Silent cranes on the skyline
Icahn began snapping up shares of WCI last year, amassing a nearly 15% stake by the time he made his disenchantment public with the company's leadership three months ago. His February filing revealed that he sought to replace the entire board of directors at the company. He followed that up a month later with an unsolicited offer to buy the company at $22 a share.

WCI is on the block. It hired Goldman Sachs (NYSE:GS) to explore "strategic alternatives" back in February. Icahn's offer was just a 16% premium to where the stock was at a day earlier, but it was a 60% markup over where WCI shares were when they bottomed out last summer.

That's worth noting because the fundamentals at WCI have only gotten worse since Icahn's offer. WCI has posted wider-than-expected losses over the past two quarters. Even the most upbeat analyst doesn't expect a return to profitability until 2009 at the earliest.

The company posted dismal first-quarter results earlier this month. It wasn't just the loss. Revenues fell by 40%. New orders were off by 41%. The backlog of orders dropped by a staggering 58%. In other words, as bad as things look now, it's only going to get worse.

WCI's biggest problem is in its condo business. Building high-rises in a booming Florida real estate market seemed like a great idea a few years ago, but mechanical cranes are rusting away as development slows to a crawl in deflating coastal markets.

Things have gotten so bad at WCI that condo unit net orders this past quarter clocked in at a negative seven. Yes, there were seven more early buyers defaulting on their purchase contracts than those who signed on the dotted line.

We know that Florida-intensive developers are in a bind. St. Joe (NYSE:JOE) is Florida's largest private landowner, but it's in the process of winding down its homebuilding business. Others like Lennar (NYSE:LEN), Beazer (NYSE:BZH), Levitt (NYSE:LEV), and Hovnanian (NYSE:HOV) have hit rough patches in the Sunshine State.

The proud and the not so loud
If things are going this badly since WCI's stock hit rock bottom last summer, taking the 60% premium and running would be a pretty good exit strategy.
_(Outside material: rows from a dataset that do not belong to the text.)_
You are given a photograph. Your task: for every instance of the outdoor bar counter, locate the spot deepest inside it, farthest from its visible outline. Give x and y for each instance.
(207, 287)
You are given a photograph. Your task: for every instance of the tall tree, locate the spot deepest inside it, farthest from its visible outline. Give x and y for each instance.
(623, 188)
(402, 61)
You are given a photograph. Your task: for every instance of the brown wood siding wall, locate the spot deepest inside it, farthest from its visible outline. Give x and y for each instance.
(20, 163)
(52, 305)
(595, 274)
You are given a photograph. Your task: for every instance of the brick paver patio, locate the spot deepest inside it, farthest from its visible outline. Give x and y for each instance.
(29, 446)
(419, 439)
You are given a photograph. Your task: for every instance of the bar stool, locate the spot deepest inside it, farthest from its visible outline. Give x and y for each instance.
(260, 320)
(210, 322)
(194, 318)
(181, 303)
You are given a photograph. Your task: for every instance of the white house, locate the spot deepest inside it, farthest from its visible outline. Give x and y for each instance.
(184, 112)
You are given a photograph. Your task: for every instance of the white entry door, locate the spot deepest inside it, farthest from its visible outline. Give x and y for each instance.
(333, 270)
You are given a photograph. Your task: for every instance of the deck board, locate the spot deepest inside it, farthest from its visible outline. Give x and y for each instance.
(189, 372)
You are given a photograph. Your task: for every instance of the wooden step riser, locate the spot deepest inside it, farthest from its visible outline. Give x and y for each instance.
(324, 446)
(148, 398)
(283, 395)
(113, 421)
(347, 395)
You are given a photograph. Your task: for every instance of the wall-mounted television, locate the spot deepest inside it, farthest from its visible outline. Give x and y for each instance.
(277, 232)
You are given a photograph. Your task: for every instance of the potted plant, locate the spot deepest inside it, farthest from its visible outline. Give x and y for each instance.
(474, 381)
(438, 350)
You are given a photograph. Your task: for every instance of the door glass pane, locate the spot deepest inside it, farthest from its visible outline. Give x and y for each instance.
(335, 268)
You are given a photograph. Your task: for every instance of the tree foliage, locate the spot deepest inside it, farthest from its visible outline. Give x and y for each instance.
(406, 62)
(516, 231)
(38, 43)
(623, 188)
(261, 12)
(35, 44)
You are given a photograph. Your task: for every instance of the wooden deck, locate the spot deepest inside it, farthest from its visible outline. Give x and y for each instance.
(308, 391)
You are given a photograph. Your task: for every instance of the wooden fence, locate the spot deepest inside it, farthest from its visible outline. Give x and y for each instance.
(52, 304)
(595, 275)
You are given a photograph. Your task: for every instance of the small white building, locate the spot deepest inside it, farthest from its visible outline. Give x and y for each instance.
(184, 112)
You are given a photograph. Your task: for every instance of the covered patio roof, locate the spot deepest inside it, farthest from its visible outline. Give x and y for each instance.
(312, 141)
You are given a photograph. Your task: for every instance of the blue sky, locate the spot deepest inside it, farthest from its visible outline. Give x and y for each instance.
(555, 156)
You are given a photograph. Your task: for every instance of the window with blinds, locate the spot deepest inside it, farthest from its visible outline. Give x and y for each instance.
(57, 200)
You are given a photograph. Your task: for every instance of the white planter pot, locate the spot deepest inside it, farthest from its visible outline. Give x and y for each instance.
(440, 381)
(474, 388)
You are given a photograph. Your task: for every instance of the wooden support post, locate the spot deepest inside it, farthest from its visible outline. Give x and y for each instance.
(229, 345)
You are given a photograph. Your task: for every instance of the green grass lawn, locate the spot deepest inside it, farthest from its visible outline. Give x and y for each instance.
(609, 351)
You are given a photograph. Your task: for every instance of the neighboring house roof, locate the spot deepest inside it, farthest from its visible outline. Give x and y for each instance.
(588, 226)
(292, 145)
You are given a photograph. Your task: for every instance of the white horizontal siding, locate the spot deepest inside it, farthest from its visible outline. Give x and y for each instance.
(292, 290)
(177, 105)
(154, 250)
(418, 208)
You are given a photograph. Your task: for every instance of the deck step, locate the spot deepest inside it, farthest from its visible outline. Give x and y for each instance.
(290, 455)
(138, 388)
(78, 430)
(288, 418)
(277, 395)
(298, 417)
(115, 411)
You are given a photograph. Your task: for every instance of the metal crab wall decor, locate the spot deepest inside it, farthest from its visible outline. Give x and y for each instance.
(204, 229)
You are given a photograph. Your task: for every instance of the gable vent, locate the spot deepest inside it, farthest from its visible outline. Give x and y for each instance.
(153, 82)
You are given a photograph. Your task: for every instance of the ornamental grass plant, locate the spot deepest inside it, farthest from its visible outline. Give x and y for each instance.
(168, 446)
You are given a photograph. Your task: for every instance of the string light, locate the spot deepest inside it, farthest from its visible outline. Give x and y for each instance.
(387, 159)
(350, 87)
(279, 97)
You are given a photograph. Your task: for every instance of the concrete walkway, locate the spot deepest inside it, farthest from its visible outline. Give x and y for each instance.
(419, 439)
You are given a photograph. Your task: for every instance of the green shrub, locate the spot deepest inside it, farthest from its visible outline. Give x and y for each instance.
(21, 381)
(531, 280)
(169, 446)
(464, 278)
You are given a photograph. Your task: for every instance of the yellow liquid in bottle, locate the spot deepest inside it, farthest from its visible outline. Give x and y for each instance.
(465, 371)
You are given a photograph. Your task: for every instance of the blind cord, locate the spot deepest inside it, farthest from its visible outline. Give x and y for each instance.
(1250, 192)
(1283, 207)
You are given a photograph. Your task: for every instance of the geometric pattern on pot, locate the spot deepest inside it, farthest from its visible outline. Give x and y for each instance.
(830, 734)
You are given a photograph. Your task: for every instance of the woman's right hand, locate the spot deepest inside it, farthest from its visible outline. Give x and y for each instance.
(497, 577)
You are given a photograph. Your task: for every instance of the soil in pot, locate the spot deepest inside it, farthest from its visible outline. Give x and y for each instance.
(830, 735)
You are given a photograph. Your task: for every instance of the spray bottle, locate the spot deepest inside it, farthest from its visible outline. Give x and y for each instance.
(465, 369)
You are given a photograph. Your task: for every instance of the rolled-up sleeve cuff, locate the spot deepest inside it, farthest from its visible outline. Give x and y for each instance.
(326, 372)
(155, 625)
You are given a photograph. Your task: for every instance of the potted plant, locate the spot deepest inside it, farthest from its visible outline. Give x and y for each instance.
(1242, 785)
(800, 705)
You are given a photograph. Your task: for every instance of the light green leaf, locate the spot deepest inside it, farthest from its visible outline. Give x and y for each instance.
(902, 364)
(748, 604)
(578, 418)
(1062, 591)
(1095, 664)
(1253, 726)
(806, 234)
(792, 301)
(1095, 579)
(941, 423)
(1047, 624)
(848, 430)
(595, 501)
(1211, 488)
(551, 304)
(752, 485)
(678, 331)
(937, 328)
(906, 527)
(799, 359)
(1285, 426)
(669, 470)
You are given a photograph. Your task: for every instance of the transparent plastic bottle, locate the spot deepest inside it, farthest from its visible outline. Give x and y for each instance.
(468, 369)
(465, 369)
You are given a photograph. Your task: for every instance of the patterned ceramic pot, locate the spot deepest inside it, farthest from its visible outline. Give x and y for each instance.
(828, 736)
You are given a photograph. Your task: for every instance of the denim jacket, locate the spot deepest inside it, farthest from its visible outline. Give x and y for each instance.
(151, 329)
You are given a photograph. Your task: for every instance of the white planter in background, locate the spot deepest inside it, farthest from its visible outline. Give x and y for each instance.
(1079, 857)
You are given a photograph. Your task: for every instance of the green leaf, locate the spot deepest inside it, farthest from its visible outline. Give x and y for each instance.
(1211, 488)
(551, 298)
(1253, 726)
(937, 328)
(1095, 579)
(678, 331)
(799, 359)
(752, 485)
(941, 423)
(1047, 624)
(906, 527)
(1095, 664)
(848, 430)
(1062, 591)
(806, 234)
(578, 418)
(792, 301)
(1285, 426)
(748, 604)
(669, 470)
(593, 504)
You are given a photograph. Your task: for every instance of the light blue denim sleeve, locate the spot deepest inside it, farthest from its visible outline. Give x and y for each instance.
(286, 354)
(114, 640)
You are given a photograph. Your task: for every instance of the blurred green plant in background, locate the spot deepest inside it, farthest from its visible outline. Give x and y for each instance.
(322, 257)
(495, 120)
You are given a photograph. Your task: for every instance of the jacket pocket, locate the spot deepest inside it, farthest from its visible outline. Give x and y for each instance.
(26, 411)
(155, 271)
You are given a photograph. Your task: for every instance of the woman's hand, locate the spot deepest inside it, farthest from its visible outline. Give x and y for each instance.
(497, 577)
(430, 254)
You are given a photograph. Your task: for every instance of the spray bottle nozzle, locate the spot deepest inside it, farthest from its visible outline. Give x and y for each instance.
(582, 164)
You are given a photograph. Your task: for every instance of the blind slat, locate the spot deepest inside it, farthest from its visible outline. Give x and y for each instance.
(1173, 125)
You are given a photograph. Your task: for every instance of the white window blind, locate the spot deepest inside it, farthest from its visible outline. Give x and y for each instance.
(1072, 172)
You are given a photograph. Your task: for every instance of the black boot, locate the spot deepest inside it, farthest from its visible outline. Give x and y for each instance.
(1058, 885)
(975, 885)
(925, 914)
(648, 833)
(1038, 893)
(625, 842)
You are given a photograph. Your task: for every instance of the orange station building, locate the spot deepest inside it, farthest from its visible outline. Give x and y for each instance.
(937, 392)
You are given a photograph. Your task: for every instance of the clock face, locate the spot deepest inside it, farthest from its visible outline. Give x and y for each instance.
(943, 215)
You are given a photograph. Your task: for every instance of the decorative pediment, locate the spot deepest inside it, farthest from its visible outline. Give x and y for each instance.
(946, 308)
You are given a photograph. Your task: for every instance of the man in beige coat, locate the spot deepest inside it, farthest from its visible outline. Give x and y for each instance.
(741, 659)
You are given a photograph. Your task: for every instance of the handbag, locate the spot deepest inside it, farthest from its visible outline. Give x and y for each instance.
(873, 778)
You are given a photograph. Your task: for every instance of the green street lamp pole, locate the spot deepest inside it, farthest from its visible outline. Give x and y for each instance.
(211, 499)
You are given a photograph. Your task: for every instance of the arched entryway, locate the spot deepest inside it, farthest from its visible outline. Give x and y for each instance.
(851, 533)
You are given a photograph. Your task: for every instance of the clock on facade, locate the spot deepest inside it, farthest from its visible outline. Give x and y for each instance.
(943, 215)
However, WCI is too proud for that, especially if the offer is coming from a serial restructuring artist who has already vowed to wipe out the boardroom.

"WCI's current directors are best suited to deliver value and navigate the challenging housing and real estate market," wrote the company in a letter to shareholders this month, explaining why it had chosen not to back Icahn's tender offer or his slate of new directors.

Going by the past couple of quarters and Wall Street's opinion of how the next few quarters will play out, the company's navigational skills don't look so hot right now. It's tough all over, true, but if the company didn't see the downturn coming, why should we trust it when it feels that a better offer will be coming?  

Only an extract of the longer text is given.